Quebec reports 300 cases of infection-causing disease COVID-19

In a sign of the long-term nature of the problem, more than 3,000 cases have been recorded since 2017 A series of positive results from the COVID-19 drug test of students of a Quebec…

Quebec reports 300 cases of infection-causing disease COVID-19

In a sign of the long-term nature of the problem, more than 3,000 cases have been recorded since 2017

A series of positive results from the COVID-19 drug test of students of a Quebec high school has prompted the Quebec health authority to issue a daily update on the highly infectious illness.

According to figures released by Health and Social Services Canada in July, 13 suspected cases of the infection were reported that month in Quebec, affecting 59 students. The highest number of cases at that time were found in the Montreal region, with 52 cases and 28 students.

It was not until the beginning of October, however, that the disease became known beyond the province. According to the news website Doctorsgnalet.ca, at least 300 children in Quebec have received the test, with 364 additional reported cases confirmed.

“At this stage, there is no need to panic,” health authority chairperson Robert Couture said on Monday. “We have been monitoring the situation since April, with timely and non-routine measures and well-planned responses. Our vigilance level remains high, with a revised plan that will be adopted soon to ensure that we fully carry out the necessary precautions to eliminate the risk of spread.”

As of Sunday, the reported cases of the contagious and disease-causing bacteria responsible for COVID have risen above 700, making the illness the second most commonly reported in Quebec this year.

According to doctors, the onset of the infection can vary. Symptoms may appear as early as one week or as late as 10 days after exposure, but include fever, chills, severe headaches, neck pain, fever of more than 38C (100F), swollen lymph nodes, abdominal pains, stiff muscles, headaches, fatigue, nausea and vomiting. More severe symptoms of the virus include chills and flu-like symptoms.

The Quebec health authority said a severe outbreak of the infection can occur after individuals have contact with animals through their inedible fur or hides. It said dogs were responsible for more than half of the illnesses in 2017, with cattle, horses and pigs responsible for about another third of cases.

In an interview with Le Journal de Montréal on Sunday, Hélène Volin, an epidemiologist at the municipal health authority, said that in addition to the leading causes of infection, “like ticks, we are also seeing an increase in the population of those who have had previous contact with such mammals”.

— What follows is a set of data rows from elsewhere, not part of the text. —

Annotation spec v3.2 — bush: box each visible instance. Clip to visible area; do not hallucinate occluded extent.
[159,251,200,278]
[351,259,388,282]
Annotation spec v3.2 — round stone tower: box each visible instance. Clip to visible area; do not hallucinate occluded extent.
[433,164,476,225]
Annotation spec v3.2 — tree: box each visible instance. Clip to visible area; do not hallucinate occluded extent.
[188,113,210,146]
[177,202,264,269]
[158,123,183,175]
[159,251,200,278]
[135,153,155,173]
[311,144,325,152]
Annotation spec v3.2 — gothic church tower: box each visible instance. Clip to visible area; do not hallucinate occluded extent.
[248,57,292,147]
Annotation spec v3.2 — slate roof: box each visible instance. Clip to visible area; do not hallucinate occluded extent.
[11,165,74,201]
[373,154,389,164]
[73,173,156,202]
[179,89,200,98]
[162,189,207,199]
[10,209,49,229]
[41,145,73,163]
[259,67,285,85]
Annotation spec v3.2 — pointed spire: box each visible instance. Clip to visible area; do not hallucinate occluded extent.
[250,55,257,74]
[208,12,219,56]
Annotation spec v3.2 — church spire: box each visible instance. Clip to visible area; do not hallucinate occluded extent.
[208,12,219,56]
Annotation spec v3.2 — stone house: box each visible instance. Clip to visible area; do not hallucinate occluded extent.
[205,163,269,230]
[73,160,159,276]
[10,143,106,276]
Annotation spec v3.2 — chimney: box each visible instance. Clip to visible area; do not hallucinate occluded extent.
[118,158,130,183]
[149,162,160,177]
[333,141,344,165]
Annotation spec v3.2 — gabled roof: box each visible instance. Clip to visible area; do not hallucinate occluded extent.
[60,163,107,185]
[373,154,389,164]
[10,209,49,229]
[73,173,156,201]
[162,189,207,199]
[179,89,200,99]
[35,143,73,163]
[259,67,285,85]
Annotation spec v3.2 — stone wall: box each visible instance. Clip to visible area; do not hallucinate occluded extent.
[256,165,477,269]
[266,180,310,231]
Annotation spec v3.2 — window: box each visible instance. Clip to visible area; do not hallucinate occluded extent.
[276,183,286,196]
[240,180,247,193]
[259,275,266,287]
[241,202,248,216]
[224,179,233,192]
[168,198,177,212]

There has been an increase in the number of students receiving the test, which is voluntary and means students are more likely to give their consent. The number of confirmed cases in Quebec has increased almost 500% in the last 12 months.

Public Health Montreal said it will also assess the vaccination rate among schoolchildren in the school system, which is currently at less than 4%.

More children are also being vaccinated, but so far it is still far below the national average. Statistics Canada reported that in 2014, 15.6% of the Quebec population was vaccinated against diphtheria, tetanus and pertussis.

The Ministry of Health and Social Services did not respond to a request for comment by the time of publication.